女が、眠りに就こうとしている駅へと駆けていく。
そこで、私達はすれ違い、別れた。
意識に残らぬような一瞬。
すでに、女の顔は記憶に残っていない。
私は幾重とこの瞬間を過ぎては忘れてきた。
私は、私にとっての全てだ。
だが、それと同時に全てにとっての一にしか過ぎない。
私は小さい。
そんな私と言う存在が、どこまで痕跡を残せるのか。
その、最も残しやすい方法が遺伝子であったのだろう。
だが、私はその方法を否定した。いや、否定せざるを得なかった。
その方法以外に私達は痕跡を残せないのだろうか。
私は、今を生きている。
あの女も今を生きている。
だが、そこに痕跡は残せない。
一人だけで痕跡などは残せないのだ。
私がこうして家路へと着こうとしていることを誰が認めるか?
誰が、記するのか?
 …そんな者はいない。
この事象は消えていくだけだ。
そこには憂いも怒りもない。
ただ、消えるだけだ。

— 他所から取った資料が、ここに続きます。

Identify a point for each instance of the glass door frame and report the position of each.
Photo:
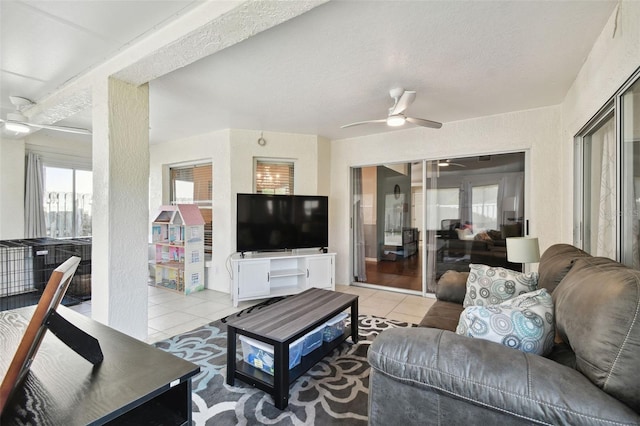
(613, 107)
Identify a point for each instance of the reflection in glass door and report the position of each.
(455, 213)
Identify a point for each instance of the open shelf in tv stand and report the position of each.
(271, 274)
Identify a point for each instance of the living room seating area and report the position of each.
(431, 375)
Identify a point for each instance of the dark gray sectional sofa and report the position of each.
(430, 375)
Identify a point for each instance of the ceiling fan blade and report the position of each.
(407, 98)
(383, 120)
(424, 123)
(66, 129)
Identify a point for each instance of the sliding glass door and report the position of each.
(414, 221)
(607, 163)
(387, 216)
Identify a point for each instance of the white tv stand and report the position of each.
(262, 275)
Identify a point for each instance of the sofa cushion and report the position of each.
(442, 315)
(488, 285)
(555, 263)
(598, 316)
(524, 322)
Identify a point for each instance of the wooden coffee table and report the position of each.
(279, 325)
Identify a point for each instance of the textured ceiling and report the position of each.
(330, 66)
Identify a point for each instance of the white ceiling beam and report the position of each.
(203, 31)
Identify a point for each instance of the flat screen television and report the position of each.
(281, 222)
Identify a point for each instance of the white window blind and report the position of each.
(274, 177)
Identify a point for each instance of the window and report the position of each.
(273, 177)
(67, 202)
(607, 158)
(194, 185)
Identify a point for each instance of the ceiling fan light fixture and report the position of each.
(16, 127)
(396, 120)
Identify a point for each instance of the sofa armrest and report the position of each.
(452, 286)
(481, 373)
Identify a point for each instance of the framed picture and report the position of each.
(51, 298)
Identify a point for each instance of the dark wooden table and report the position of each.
(279, 325)
(135, 384)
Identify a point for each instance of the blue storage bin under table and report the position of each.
(334, 328)
(260, 354)
(312, 340)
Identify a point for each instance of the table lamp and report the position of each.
(523, 250)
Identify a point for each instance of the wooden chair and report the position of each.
(51, 298)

ただ。

先刻の女は電車に間に合っただろうか。
それとも乗れずに立ち往生でもしているだろうか。
それを観測するものなどいない。
私達は絶対的な孤独の中で肩をぶつけ合って進んでいる。
誰が、他人の痕跡を記するだろうか。
誰が、他人の痕跡を気にするだろうか。
誰が、他人に気を向けるだろうか。
もうすぐ、家に着く。
家に着けば、ただ死に近い眠りに就くだけだ。
そうして明日を今日に変え、また動き出すのだ。
死ねないから生きる毎日を。
自らの人間としての欲に貪り続けられる日々に。
金を稼ぎ、それを脳内の快楽物質を出すために使う。
なんと、高価な薬品であろうか。
今宵も私の脳内麻薬は価格を上げ続けている。
違法ではない、合法として認められた麻薬。
私達は、それを貪る。
それを望む。
それを懇願する。
そう、生きるように組み立てられた。
それを否定する人間などいないだろう。
馬鹿らしいものだ。

ボロボロの家に着き、暗い玄関で鍵を開ける。
全てを埋葬するぽっかりと開いた暗闇に私は飲み込まれる。
そうして、私は今日を終えるのだ。
下らない、実に意味の無い一日を。
それに飲み込まれない為にも、私は寝る前に一言だけ自分に言う。
この行為すら、習慣の中にはめ込まれていることを分かっていながら。
いいじゃないか、愚かで。
無能で何が悪い?
大きく息を吸い、虚空に向かいただ叫ぶ。